On the terrace of the Café des Deux Palais, Gabriel, knocking back his fifth grenadine, was holding forth to an assembly whose attention seemed all the greater in that its francophony was more diffuse.
' Why,' he was saying, ' why should one not tolerate this life, since so little suffices to deprive one of it ? So little brings it into being, so little brightens it,so little blights it, so little bears it away.
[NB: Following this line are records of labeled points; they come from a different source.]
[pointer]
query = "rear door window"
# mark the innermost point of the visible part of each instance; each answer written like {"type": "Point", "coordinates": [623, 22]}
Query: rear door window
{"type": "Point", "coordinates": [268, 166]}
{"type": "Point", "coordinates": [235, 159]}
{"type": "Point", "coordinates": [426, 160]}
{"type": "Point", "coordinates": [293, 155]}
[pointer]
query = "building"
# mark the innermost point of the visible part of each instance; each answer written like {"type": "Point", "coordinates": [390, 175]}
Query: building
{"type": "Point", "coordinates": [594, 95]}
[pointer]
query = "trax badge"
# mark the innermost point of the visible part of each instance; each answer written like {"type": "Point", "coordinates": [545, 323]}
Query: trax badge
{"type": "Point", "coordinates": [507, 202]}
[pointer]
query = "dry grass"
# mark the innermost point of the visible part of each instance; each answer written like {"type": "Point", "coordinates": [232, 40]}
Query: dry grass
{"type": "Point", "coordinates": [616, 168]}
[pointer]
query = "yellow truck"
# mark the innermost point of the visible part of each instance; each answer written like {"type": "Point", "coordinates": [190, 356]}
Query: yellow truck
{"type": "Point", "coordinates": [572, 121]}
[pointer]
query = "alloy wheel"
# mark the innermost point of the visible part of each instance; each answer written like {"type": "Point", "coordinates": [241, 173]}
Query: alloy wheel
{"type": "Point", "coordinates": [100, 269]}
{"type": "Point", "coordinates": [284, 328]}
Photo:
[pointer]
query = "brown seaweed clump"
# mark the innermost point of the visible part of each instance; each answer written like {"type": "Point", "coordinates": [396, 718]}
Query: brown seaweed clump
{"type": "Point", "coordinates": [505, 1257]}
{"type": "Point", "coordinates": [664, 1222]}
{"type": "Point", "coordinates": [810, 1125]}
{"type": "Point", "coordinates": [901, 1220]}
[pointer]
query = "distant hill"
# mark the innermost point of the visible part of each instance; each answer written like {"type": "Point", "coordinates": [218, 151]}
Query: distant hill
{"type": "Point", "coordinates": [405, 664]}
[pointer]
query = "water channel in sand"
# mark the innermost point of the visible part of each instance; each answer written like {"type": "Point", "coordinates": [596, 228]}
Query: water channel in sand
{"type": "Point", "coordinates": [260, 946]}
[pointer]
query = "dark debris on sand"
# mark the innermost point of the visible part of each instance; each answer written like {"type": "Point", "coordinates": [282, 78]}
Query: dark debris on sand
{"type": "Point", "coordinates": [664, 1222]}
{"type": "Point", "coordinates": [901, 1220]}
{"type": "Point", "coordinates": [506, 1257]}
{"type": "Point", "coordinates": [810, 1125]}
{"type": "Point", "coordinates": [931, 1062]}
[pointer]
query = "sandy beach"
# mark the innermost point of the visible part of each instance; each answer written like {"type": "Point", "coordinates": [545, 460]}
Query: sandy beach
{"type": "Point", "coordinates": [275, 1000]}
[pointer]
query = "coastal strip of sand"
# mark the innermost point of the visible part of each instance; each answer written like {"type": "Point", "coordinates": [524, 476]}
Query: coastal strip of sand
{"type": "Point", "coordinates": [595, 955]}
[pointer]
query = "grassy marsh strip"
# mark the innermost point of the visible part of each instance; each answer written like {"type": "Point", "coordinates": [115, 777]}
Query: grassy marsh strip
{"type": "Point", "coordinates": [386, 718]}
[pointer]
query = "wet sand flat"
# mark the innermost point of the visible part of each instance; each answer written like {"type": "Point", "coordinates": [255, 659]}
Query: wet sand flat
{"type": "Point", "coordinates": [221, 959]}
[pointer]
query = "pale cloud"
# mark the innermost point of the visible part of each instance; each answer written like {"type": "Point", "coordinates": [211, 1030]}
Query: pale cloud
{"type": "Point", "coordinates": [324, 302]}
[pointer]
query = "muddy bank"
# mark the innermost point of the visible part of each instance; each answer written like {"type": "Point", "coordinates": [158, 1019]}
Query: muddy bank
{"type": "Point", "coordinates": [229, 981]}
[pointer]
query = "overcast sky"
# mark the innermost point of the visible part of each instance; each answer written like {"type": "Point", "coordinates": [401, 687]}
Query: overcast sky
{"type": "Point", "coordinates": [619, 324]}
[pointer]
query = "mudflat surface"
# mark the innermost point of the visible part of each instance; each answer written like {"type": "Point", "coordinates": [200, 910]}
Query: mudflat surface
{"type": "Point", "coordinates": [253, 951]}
Otherwise, who would tolerate the blows of fate and the humiliation of a successful career, the swindling of grocers, the prices of butchers, the water of milkmen, the irritation of parents, the fury of teachers, the bawling of sergeant-majors, the turpitude of the beats, the lamentations of the dead-beats, the silence of infinite space, the smell of cauliflower or the passivity of the wooden horses on a merry-go-round, were it not for his knowledge that the bad and proliferative behaviour of certain minute cells ( gesture) or the trajectory of a bullet traced by an involuntary, irresponsible anonymous individual might unexpectedly come and cause all these cares to evaporate into the blue of the heavens. I, who now address you, have many times orientated my thoughts towards these problems while, dressed in a tutu, I expose to cretins like you my naturally fairly hirsute it must be admitted but professionally epilated thighs, I should add that if you so desire you can be present at this spectacle this very evening'
'Hurrah' ! cried the travellers confidently.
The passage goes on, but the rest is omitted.